The audience measurement company partnered with SeeHer in the US to extend the scoring system to digital advertising.

Getty Images
Getty Images

Audience measurement company Comscore has expanded on its partnership with the Association of National Advertisers’ (ANA) SeeHer initiative in the US by extending its gender equality-focused measurement capability to digital platforms.

The new measurement tool allows marketers to understand the importance of gender equality among targeted audiences directly within Comscore’s digital planning suite.

Digital media planners can contextualize their ads with scoring attributes from SeeHer’s Gender Equality Measure (GEM), a metric created in 2016 to track authentic representation of gender equality in traditional media and entertainment.

According to a press release, the partnership will give digital marketers the ability to “understand, beyond demographics, how to reach and engage consumers with a gender equality mindset.”

Comscore’s expansion of the partnership with SeeHer, which works to increase accurate depictions of women and girls in advertising, builds on Comscore’s “belief that every dollar, every screen, every person counts,” said Danan Ren, senior vice president and head of client insights at Comscore. “It’s part of our greater effort to support responsible and representative media by leveraging our huge data set.”

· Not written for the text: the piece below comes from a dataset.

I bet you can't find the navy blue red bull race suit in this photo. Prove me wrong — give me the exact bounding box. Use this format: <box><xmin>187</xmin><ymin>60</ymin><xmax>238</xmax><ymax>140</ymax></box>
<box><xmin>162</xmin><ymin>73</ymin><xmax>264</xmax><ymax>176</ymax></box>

The data brings a new depth of meaning to Comscore’s Plan Metrics Suite, added Ren.

“We need to go beyond just looking at demographics and generalizations to understand the psychographic components of the audience.”

This information, allows marketers to be “more intentional about messaging around gender equality around women,” said Latha Sarathy, chief research officer at the ANA. 

With the capability to understand a target audience’s support for gender equality already embedded into a highly used tool, Sarathy hopes that more marketers will make the effort to better understand audience attitudes around the issue, moving past demographics and stereotypes.

“[Stereotypes] can be used as a sort of crutch sometimes,” she added. “Those stereotypes don't really show thinking about the full dimensionality of women’s lives.”

Stereotypes are also not great for sales: data provided by SeeHer and Comscore noted that ads scoring high on the GEM scale increased sales by five times, and high-scoring programming doubled sales.

Not only do gender balanced ads prove beneficial for audiences of women and girls, but men as well. In fact, with regard to high GEM scoring ads, the biggest increases in sales were among men, particularly Hispanic and Black men, per Comscore and SeeHer data.

“It's important for men to see women as they want to be seen,” noted Sarathy.